Building on GSAPP’s leadership around questions of global engagement and practice as they relate to architecture and the built environment, this symposium will attempt to critically reframe our thinking about the built environment and our actions in shaping it, to reflect both the specificity of local conditions and histories as well as the challenges of climate change as a shared concern across the globe.

View the entire conference on the GSAPP YouTube channel here.
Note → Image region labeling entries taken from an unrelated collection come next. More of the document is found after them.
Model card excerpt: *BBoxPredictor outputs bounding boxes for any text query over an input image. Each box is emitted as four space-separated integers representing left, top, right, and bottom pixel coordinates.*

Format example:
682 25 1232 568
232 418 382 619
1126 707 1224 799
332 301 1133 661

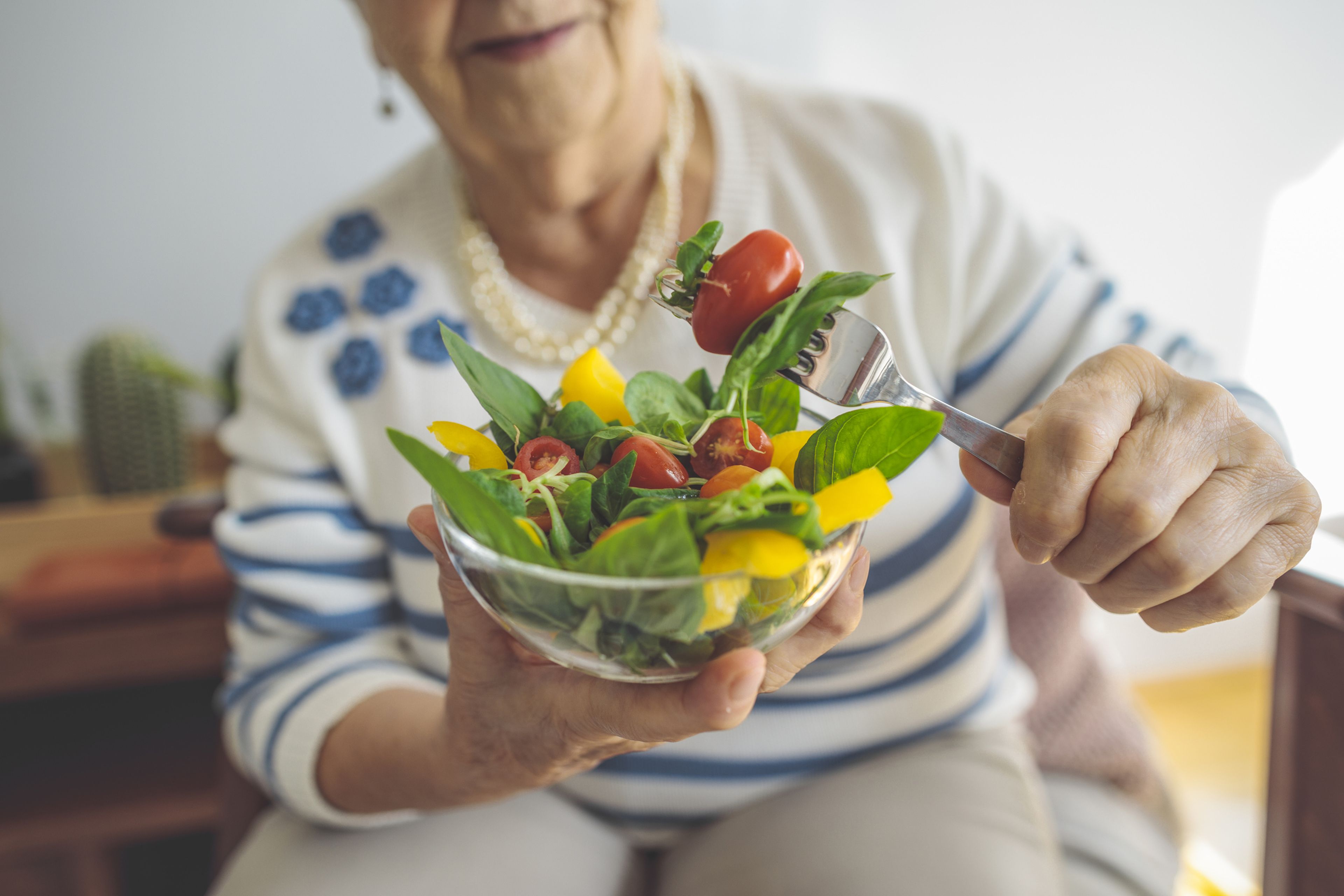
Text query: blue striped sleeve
215 318 446 827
Amale Andraos, Dean, Columbia University GSAPP

Panel 1: History

Daniel Barber, PennDesign
Deborah Coen, Barnard College
Gregg Mitman, University of Wisconsin
Eyal Weizman, Goldsmiths, University of London
Moderated by Reinhold Martin, Columbia University GSAPP

Environment, of course, is a historical category. But what are its pasts? Its geographies? More than that, what conflicts and exclusions does its seeming comprehensiveness harbor? What powers does it encode? What freedoms does it entail? What natures and what cultures does it bring into being? This panel links these questions to that of scale. If scale is relational rather than absolute, at what scale does a history and theory of environment take up material, social, and technical things? Molecular? Solar? The scale of a population, colonized or urbanized? Or that of a body being cared for, enclosed, housed, or displaced? The scale of a building completed in a year? Or the scale of a planet consumed over centuries?

Panel 2: Politics

Michael Gerrard, Columbia University Earth Institute and School of Law
Saskia Sassen, Columbia University Sociology
Richard Seager, Columbia University Lamont-Doherty Earth Observatory
Christian Parenti, New York University
Moderated by Laura Kurgan, Columbia University GSAPP

Is climate change a driver of social and political conflict across the globe? In an increasingly urbanizing world, how have cities become the loci of the effect of climate change? Does climate change destabilize conditions in the cities of the Global South? In the world today, places and people who are the least responsible for climate change, or whose carbon emissions are negligible, will most likely be the most affected by it. What are the roles of governance, accountability, social movements, and resistance within this emerging and volatile landscape?

Afternoon Introduction
Adam Sobel, Columbia University Initiative on Extreme Weather and Climate

Panel 3: Uncertainty

Radley Horton, Columbia University and Goddard Institute for Space Studies
Adrian Lahoud, The Bartlett, University College London
Kate Orff, Columbia University GSAPP and SCAPE
Moderated by Jesse Keenan, Columbia University GSAPP

With the advent of accelerated climate change, designers must operate within known and unknown ecological and social conditions in the design of buildings or landscapes whose useful life exceeds contemporary parameters. How does a design profession balance resilience to the known risks in the short-term and adaptation to the often unknown risks in the long-term? This question raises the propositions for how climate science will be incorporated within expanding design services and the extent to which this represents professional and moral liabilities.

Panel 4: Visualization

Heather Davis, Pennsylvania State University
Laura Kurgan, Columbia University GSAPP
Emily Eliza Scott, ETH Zurich
Neyran Turan, Rice University
Moderated by Mark Wasiuta, Columbia University GSAPP

The environment is not only encountered through perception, experience and natural observation, it is also formed through aesthetic conventions, algorithmic and statistical models, climatologically oriented vision, and ever more technologically advanced modes of sensing, analysis and description. This panel will examine the current state of environmental visualization, its media, institutions, and channels of dissemination, as well as its historical, political dimensions as it enters current climate debates as evidence, and as a system of rhetorical representation.